The Notice provides some temporary relief from this OIAI requirement until 12/31/19 for most plans (a slightly shorter relief period applies to plans that use employment anniversary years to determine eligibility). But once 2020 rolls around, we will be back to business as usual regarding the rules.
And what are the rules? Okay, try not to fall asleep reading the following, which is taken directly from the Notice:
“First-year, preceding-year, and OIAI exclusion conditions. Section 1.403(b)- 5(b)(4)(iii)(B) provides the following rules regarding the part-time exclusion: [A]n employee normally works fewer than 20 hours per week if and only if— (1) For the 12-month period beginning on the date the employee's employment commenced, the employer reasonably expects the employee to work fewer than 1,000 hours of service (as defined in section 410(a)(3)(C)) in such period; and (2) For each plan year ending after the close of the 12-month period beginning on the date the employee's employment commenced (or, if the plan so provides, each subsequent 12-month period), the employee worked fewer than 1,000 hours of service in the preceding 12-month period.
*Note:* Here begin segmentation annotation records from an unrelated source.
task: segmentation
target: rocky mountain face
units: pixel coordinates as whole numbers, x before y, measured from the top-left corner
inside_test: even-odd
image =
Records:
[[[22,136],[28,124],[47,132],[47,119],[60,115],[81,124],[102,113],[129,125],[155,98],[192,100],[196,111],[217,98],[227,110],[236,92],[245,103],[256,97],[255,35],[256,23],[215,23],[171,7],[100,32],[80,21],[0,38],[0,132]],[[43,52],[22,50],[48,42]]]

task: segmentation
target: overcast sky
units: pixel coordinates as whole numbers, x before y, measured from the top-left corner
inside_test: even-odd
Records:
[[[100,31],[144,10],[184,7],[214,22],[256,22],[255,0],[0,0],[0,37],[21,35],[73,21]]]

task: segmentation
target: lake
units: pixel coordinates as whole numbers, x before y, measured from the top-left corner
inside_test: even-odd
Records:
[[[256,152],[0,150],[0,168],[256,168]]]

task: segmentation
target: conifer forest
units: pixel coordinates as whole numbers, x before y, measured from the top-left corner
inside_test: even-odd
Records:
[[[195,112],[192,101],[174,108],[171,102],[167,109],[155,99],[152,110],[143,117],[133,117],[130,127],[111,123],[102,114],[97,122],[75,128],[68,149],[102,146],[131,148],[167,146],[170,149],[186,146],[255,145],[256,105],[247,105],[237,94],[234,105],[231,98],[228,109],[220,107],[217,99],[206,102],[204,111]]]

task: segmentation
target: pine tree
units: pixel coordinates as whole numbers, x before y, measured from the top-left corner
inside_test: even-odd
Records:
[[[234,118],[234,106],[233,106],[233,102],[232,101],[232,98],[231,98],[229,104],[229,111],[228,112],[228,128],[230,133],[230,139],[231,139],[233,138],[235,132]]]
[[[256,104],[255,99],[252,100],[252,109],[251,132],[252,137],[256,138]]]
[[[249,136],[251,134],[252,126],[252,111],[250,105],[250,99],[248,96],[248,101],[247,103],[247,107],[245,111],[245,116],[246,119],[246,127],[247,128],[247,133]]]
Thus, the provision imposes three separate conditions for an employee to be excluded from making elective deferrals under the part-time exclusion: (1) a “first-year” exclusion condition, (2) a “preceding-year” exclusion condition, and (3) the OIAI exclusion condition. Under the first-year exclusion condition, in order to exclude the employee from making elective deferrals, the employer must reasonably expect the employee to work fewer than 1,000 hours during the employee’s first year of employment. Under the preceding-year exclusion condition, in order to exclude the employee from making elective deferrals in an exclusion year ending after the first year of employment, the employee must have actually worked fewer than 1,000 hours in the preceding 12-month period. Under the OIAI exclusion condition, the employee may be excluded under the part-time exclusion if and only if, in the employee’s first year of employment, the employee meets the first-year exclusion condition, and, in each exclusion year ending after the first year of employment, the employee has met the preceding-year exclusion condition. The effect of the OIAI exclusion condition is that once an employee does not meet the part-time exclusion conditions, whether in the initial year of employment or for any exclusion year, the employee may no longer be excluded from making elective deferrals under the part-time exclusion.”
Did you understand all that? If not, here are the cliff notes: the rules for excluding employees is a complicated three-part test that requires extensive counting of individual employee hours worked. I challenge any plan sponsor to administer it error-free.
Sometimes plan sponsors just make it hard on themselves by electing to administer impossible retirement plan provisions that provide minimal cost savings. This is one of those provisions. “Many” plan sponsors apparently felt otherwise, which is why the IRS had to create a temporary solution to a problem that should not have existed in the first place.
Unless there is a prohibitive administrative cost or another strong business case against it, allowing all employees the ability to make elective deferrals to a 403(b) is best practice for plan sponsors.
Note: This feature is to provide general information only, does not constitute legal advice, and cannot be used or substituted for legal or tax advice.